This paper summarizes the results of reservoir simulations performed to investigate steam-air injection and its potential as a thermal recovery process. The steam-air injection process is considered to be any process that involves both steam and air injection whether they are injected together or at different times. The objective of the simulations was to develop steam-air injection based on its ability to divert steam from more to less oil depleted regions thereby improving reservoir contact (conformance) and increasing oil production. This diversion is caused by the deposition of coke and/or asphaltene in depleted regions or high permeability channels or thief zones. It primarily results from low temperature oxidation (LTO) of the oil. Air injection is most effective when used to divert injected steam when significant channeling/over-riding is occurring prior to air injection.

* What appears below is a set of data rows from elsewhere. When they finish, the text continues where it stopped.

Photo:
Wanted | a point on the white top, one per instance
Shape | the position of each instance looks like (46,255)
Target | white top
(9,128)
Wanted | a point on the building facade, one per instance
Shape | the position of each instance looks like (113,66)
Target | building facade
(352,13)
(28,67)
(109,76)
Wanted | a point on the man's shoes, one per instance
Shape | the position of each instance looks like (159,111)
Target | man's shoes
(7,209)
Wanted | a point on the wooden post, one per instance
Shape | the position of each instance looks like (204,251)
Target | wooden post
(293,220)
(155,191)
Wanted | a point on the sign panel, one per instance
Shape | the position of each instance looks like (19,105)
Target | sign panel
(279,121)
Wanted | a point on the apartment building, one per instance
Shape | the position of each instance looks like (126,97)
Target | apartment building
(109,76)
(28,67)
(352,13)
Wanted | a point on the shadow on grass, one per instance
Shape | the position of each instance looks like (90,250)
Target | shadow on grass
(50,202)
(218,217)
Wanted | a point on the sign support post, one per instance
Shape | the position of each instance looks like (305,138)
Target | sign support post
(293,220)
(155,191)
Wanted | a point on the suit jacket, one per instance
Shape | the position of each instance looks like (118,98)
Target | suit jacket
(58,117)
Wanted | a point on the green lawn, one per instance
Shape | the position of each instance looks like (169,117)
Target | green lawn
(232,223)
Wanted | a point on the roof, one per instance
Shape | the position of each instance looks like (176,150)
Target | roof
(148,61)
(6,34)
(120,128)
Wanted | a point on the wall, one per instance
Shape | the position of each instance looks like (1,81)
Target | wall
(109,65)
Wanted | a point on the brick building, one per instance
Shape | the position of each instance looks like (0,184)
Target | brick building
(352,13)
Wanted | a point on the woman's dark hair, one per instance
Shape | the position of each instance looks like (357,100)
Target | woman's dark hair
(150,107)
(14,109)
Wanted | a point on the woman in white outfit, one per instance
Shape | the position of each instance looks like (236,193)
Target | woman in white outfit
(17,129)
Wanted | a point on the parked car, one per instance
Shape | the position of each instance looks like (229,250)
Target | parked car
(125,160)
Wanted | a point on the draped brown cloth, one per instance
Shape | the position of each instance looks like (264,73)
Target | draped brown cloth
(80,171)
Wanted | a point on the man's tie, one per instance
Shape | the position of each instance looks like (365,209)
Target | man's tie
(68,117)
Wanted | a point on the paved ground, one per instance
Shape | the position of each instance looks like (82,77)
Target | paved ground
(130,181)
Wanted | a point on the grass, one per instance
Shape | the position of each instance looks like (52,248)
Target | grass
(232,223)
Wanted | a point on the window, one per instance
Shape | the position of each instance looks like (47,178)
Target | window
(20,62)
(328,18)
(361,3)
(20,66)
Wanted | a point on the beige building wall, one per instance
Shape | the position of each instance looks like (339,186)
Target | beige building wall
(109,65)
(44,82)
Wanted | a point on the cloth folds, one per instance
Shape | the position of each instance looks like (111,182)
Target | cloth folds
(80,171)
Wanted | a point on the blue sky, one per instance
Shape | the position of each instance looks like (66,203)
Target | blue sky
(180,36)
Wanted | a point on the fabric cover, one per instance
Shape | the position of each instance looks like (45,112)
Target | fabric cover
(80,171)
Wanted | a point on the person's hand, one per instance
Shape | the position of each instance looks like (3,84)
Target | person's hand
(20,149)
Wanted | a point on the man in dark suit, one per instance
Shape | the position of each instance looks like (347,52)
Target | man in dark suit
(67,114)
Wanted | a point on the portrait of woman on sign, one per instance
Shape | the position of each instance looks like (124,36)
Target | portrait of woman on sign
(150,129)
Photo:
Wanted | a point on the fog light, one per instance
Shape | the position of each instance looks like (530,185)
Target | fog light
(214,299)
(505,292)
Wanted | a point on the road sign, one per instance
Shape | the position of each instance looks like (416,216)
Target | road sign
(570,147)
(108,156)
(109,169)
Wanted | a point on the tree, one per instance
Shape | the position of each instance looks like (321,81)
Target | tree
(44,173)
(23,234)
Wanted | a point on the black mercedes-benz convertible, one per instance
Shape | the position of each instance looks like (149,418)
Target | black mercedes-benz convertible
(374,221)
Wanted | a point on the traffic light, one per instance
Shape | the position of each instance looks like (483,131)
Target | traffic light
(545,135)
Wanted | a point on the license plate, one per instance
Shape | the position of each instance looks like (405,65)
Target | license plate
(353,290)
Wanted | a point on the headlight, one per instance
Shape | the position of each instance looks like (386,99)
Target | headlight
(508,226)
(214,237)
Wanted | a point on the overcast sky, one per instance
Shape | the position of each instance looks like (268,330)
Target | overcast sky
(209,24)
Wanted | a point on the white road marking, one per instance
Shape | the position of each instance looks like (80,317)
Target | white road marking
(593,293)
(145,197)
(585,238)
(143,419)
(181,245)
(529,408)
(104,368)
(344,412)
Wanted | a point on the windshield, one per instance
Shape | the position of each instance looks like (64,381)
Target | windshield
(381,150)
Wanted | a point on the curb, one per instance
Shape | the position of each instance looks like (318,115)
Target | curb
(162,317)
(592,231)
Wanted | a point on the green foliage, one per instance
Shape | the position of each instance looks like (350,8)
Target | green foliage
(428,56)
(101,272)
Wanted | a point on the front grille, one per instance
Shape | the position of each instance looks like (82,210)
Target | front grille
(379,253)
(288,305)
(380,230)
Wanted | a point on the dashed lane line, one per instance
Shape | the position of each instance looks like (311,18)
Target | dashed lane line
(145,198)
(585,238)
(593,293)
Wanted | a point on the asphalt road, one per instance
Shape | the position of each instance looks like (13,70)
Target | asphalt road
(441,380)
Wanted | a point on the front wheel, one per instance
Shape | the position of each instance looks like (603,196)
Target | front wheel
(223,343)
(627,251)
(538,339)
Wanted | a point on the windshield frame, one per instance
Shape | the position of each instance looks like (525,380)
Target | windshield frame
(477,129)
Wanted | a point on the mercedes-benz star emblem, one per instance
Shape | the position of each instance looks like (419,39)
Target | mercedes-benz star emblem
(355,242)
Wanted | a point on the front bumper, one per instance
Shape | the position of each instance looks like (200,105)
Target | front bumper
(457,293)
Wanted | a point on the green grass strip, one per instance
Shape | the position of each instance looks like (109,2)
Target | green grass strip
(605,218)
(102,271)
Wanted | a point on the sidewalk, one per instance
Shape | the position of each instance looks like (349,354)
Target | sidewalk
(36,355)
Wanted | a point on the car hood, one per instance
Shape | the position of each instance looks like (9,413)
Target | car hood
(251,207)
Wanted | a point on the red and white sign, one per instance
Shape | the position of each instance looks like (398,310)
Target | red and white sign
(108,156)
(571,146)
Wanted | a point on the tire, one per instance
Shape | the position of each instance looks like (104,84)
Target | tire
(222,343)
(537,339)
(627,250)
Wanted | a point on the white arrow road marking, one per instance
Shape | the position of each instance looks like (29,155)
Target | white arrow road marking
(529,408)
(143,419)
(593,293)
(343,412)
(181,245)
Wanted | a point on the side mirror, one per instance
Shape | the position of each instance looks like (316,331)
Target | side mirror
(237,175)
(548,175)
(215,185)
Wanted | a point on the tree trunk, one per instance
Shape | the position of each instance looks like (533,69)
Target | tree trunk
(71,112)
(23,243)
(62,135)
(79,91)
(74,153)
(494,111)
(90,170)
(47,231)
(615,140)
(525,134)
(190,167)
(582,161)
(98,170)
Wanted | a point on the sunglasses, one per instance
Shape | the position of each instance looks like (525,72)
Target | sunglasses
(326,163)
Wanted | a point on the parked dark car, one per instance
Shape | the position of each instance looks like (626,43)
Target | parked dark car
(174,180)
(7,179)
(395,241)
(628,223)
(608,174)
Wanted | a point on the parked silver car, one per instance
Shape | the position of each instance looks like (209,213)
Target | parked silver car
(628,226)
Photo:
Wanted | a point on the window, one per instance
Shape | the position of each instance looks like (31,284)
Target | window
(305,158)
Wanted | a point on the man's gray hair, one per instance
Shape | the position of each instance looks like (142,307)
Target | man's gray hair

Air should be injected at a relatively low rate and temperature in order that coke/asphaltene deposition occurs and facilitates steam diversion. Simulations showed that in a field application of the steam-air injection process, it is important to stop injecting air with/without steam once diversion has been obtained. Otherwise, oil will unnecessarily be consumed or degraded by LTO reactions and steam diversion may be reduced due to consumption of deposited coke/asphaltenes by high temperature oxidation (HTO) reactions. Continued injection of air could even increase channeling as it removes the coke and any residual oil by oxidation reactions thereby reducing the flow resistance in channels/thief zones. Air injection in a steam process is complex and it is not simply a case of injecting air with steam without careful consideration of the process.